Il s'agit de l'agression de la Pologne en 1920 contre la Russie, l'avance de l'armée rouge et sa défaite aux portes de Varsovie et de la paix imposée aux soviets. On peut difficilement déformer plus cyniquement les événements que le fait intentionnellement ici le Libertaire pour qui l'agression polonaise se transforme en révolution prolétarienne, où "les ouvriers sont maîtres d'une partie de la Pologne", pour qui "l'ouverture de négociations avec l'Entente" précède et détermine l'arrêt général sur la ligne Curzon et le reflux des forces révolutionnaires alors que c'est exactement le contraire qui est vrai.
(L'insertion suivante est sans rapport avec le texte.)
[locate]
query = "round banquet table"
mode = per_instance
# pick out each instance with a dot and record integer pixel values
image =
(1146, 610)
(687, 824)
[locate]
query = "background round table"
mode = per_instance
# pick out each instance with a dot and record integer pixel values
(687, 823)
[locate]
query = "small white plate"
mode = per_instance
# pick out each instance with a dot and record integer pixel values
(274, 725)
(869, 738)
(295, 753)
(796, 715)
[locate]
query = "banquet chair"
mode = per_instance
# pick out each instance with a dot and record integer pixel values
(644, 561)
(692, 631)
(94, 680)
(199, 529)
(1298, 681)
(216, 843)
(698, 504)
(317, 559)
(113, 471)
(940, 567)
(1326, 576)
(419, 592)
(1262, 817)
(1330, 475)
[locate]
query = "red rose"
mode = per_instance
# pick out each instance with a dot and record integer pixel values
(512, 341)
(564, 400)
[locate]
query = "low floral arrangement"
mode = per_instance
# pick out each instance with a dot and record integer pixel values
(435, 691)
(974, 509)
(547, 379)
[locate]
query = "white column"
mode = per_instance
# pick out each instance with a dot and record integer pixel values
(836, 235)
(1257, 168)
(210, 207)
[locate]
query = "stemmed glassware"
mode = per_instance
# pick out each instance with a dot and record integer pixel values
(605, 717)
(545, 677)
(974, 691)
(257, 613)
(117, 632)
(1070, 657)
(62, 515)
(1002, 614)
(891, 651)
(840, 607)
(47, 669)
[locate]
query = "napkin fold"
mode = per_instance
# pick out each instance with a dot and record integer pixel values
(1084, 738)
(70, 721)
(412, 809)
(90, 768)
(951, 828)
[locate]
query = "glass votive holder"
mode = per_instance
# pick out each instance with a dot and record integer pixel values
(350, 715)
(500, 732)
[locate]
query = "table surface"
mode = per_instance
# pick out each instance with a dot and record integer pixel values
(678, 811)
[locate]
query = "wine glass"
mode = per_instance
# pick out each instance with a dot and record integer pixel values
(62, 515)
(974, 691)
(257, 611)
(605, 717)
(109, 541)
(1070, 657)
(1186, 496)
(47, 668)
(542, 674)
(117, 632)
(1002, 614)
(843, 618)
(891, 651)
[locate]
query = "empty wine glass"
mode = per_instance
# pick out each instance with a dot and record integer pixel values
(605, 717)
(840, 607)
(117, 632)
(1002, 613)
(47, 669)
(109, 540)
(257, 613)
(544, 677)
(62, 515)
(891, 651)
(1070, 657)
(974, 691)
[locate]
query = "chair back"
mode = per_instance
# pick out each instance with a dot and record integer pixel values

Le tout aurait été manigancé par ces fourbes de bolcheviks pour obtenir que "la ligne Curzon est reconnue par l'Entente comme la frontière occidentale de la Russie bolchévique."
Dans le même style, est présentée cette autre trahison qui est la paix de Brest-Litovsk qui, pour les besoins de la propagande anarchiste, devient une "alliance militaire" germano-russe conclue entre "Lénine et Hindenbourg". C'est éventuellement pour faire pression sur le gouvernement allemand et en vue d'aboutir à cette alliance que "les nouveaux gouvernants russe menacés font appel au défaitisme révolutionnaire des spartakistes allemands". Les anarchistes ne se sont pas gênés pour ressortir de la poubelle de la propagande de tous les gouvernements bourgeois et de nous servir, toute réchauffée, cette trouvaille de la "trahison bolchévique de Brest-Litovsk". Leur seule originalité consiste à dire que les bolcheviks font appel au défaitisme révolutionnaire des spartakistes parce que menacés dans leurs postes de nouveaux gouvernants. Ceci est une demi-vérité et une calomnie entière propre aux anarchistes, qui savent bien que l'appel au défaitisme révolutionnaire lancé par les bolcheviks aux prolétaires du monde date des premiers jours de la guerre de 1914, alors que Kropotkine et autres idoles anarchistes se vautraient dans la boue de la défense nationale et de l'union sacrée aussi bien du côté de Guillaume que du tsarisme.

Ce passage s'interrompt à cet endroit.